24 Without reference to the requirements of s 28(5) of the National Crime Authority Act, I would have hesitated to conclude that a refusal to be sworn could only be established by conduct after an oath had been administered. Similarly, I would have hesitated to conclude that a refusal to make an affirmation could only be proved by conduct after administering the affirmation. If, for example, a person was asked to take a Bible in his hand as a preliminary to a form of oath being administered, and such person declined to accept the Bible, then s 28(5) apart, I would have been disposed to the view that the conduct of that person manifested a refusal to be sworn.

25 However, the offence with which the defendant was charged has to be considered in the context of the relevant statutory provisions. The defendant was not charged with a failure to take an oath or make an affirmation in the form provided for by s 21(4) of the Evidence Act, nor could he have been. Section 30(2)(a) is directed to a refusal or failure to comply with a requirement “pursuant to section 28” (of the National Crime Authority Act). Section 28(5) defines the requirement pursuant to that section as a requirement either to take an oath or to make an affirmation “in a form approved by the member presiding at the hearing”.

26 What form of oath or affirmation, if any, had been approved by Mr Melick before the exchanges with the defendant earlier recorded? There was no evidence before the magistrate that the defendant had been alerted to the form of the oath or the affirmation he was to take or make, and, indeed, it is common ground that there was no evidence before the magistrate as to what, if any, form of oath or affirmation had been approved by Mr Melick, the Member presiding at the hearing.

27 Ms Cinque has drawn attention to the evidence before the magistrate that Mr Flynn was a person authorised to administer an oath. That evidence was in the form of an authority signed by Mr Crooke of Queen’s Counsel, as Chairperson of the NCA, to which was attached a schedule naming persons, including Mr Flynn; the authority was expressed as being pursuant to s 28(6) “to authorise for the purposes of section 28…the persons set out in the schedule.” The authority did not, of course, address the manner of expression of the oath or affirmation to be administered, as the statute contemplated that this was a matter for the Member who required an oath or affirmation to be taken. Ms Cinque submitted that no evidence that a form of oath or affirmation had been approved by Mr Melick was required, and neither was any evidence as to the form of such oath or affirmation. Ms Cinque submitted that it was implicit in the request made by Mr Melick to Mr Flynn to administer an oath or affirmation (see para 13 above) that the language Mr Flynn was going to employ had Mr Melick’s approval and had been settled before the hearing.
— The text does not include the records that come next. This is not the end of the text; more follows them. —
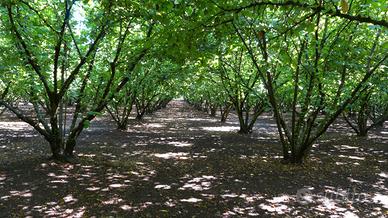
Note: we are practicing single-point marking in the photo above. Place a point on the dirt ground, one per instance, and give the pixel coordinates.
(180, 162)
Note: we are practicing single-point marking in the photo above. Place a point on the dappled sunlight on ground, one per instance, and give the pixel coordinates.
(185, 163)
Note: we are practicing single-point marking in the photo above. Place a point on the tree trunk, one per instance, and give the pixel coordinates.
(69, 148)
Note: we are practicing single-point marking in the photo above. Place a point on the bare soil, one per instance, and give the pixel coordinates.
(180, 162)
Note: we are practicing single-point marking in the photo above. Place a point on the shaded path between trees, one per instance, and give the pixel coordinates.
(180, 162)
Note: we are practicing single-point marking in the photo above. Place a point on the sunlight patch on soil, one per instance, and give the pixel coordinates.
(172, 155)
(191, 200)
(199, 183)
(221, 128)
(382, 174)
(165, 187)
(180, 144)
(381, 199)
(24, 194)
(114, 200)
(69, 198)
(352, 157)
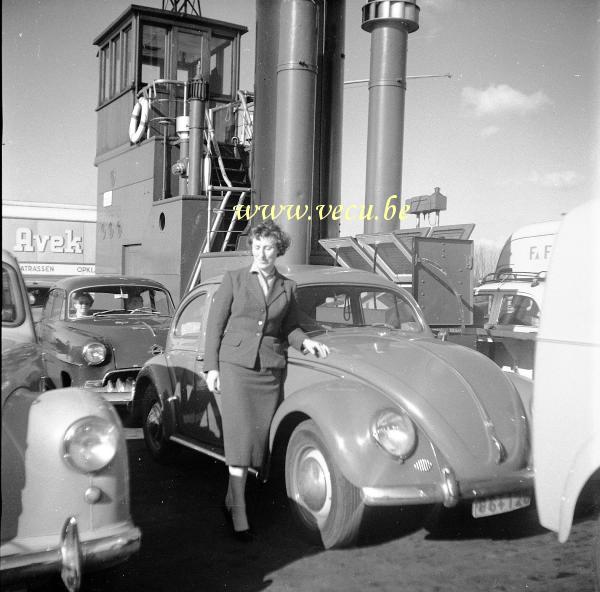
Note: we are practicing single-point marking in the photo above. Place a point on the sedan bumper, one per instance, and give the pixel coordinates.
(450, 491)
(70, 556)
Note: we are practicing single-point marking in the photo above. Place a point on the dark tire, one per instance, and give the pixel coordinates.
(326, 506)
(596, 555)
(160, 447)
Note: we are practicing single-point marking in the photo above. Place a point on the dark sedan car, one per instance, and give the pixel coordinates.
(97, 331)
(65, 474)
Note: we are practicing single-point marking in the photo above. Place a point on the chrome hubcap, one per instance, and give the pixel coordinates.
(313, 483)
(154, 422)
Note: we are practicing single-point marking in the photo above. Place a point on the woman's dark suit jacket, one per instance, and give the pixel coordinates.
(243, 324)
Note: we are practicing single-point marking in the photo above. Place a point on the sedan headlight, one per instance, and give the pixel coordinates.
(91, 443)
(94, 353)
(395, 433)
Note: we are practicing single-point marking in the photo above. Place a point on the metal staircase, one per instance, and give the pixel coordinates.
(229, 180)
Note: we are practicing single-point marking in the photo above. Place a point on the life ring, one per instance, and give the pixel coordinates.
(139, 120)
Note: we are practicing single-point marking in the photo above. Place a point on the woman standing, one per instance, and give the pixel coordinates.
(252, 319)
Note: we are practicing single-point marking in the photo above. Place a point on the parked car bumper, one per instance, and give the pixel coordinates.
(25, 559)
(450, 491)
(116, 387)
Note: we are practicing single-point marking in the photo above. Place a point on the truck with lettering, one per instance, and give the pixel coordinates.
(507, 303)
(50, 241)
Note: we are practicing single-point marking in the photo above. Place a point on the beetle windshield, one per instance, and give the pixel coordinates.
(115, 299)
(329, 306)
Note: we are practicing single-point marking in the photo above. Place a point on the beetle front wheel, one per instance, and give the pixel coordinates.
(324, 503)
(160, 447)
28 Bearing in mind the burden of proof upon the informant and the standard of proof, I do not accept that it was implicit in the request conveyed by Mr Melick to Mr Flynn that Mr Flynn was necessarily going to administer an oath or affirmation in a form previously approved by Mr Melick, and, of course, the defendant was not informed of the form of any oath or affirmation he was going to be called upon to take or to make.

29 The defendant had made it clear that he was not going to cooperate with the Authority in this matter, and he gave reasons for his attitude which were in no way related to the issue upon which the information was dismissed or the issue presently being considered by this Court. Nevertheless, it remains the position that the prosecution had to prove its case. Section 30 required the defendant to take an oath or to make an affirmation in a particular form. It seems to me that there could be no relevant refusal or failure until the defendant was made aware of the form of the oath or affirmation required. Furthermore, it was fundamental to the prosecution case that it prove that the form of oath or affirmation which the defendant was required to take or make was approved by Mr Melick. Absent proof of these matters, it seems to me that the learned magistrate was correct to dismiss the information.

30 Accordingly, this summons is dismissed with costs.